Hi,
I have read quite a few posts here about coverage already. But I still had a few questions. I have a BAM file I'm trying to find the coverage of it (typically like say 30X).
So, I decided to use genomeCoverageBed
for my analysis. And I used the following command:
genomeCoverageBed -ibam file.bam -g ~/refs/human_g1k_v37.fasta > coverage.txt
As many are aware, the output of the file looks something like this:
genome 0 26849578 100286070 0.26773
genome 1 30938928 100286070 0.308507
genome 2 21764479 100286070 0.217024
genome 3 11775917 100286070 0.117423
genome 4 5346208 100286070 0.0533096
genome 5 2135366 100286070 0.0212927
genome 6 785983 100286070 0.00783741
genome 7 281282 100286070 0.0028048
genome 8 106971 100286070 0.00106666
genome 9 47419 100286070 0.000472837
genome 10 27403 100286070 0.000273248
To find the coverage, I multiplied col2
(depth) with col3
(number of bases in genome with that depth) and then summed the entire column.
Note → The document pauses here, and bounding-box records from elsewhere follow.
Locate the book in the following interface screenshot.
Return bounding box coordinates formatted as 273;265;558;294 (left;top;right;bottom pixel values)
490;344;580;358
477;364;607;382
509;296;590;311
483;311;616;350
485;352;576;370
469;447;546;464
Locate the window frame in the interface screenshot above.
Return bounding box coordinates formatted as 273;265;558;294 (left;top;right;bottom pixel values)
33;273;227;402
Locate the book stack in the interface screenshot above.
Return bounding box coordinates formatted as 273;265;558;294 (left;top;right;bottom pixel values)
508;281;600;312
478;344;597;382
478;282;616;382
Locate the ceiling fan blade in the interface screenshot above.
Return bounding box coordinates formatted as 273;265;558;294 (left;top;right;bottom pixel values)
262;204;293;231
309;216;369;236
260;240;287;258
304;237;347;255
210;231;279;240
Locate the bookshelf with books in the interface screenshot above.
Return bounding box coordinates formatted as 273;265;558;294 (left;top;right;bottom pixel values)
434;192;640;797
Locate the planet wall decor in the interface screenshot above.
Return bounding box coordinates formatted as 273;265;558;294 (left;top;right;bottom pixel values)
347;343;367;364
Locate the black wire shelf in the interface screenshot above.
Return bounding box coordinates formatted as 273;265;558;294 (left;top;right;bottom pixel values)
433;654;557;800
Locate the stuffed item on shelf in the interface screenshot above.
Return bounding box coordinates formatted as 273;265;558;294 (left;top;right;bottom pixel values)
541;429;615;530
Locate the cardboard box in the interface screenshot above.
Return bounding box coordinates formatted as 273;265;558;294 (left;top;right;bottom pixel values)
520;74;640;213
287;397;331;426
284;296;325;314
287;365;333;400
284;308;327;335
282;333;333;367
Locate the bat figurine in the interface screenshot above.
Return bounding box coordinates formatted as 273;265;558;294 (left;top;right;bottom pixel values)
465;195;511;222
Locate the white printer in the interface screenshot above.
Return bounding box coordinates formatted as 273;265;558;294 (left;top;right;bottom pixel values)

Then, I divided it by genome length to get the coverage. In this case, col2 * col3
is:
0
30938928
43528958
35327751
21384832
10676830
4715898
1968974
855768
426771
274030
And the sum is: 150098740
. Since the genome length is 100286070
, the coverage is 150098740/100286070 = 1.5
. That is to say it is, 1.5X. I have only considered the first 10 depth from the file here, but you get the idea. So, is this the right way to get the physical coverage?
Note:
While the output file (coverage.txt) gives individual chromosome details, I only took the genome details i.e., col1 labeled as genome.
Does this logic apply to exomes too? Like say, human exome is 30MB I think. And I have 30 million mapped reads, with 32bp reads. Then, the average coverage would be 30X right?
yes, to get the idealized coverage you would divide with the total length of the DNA that is supposedly the source of the reads.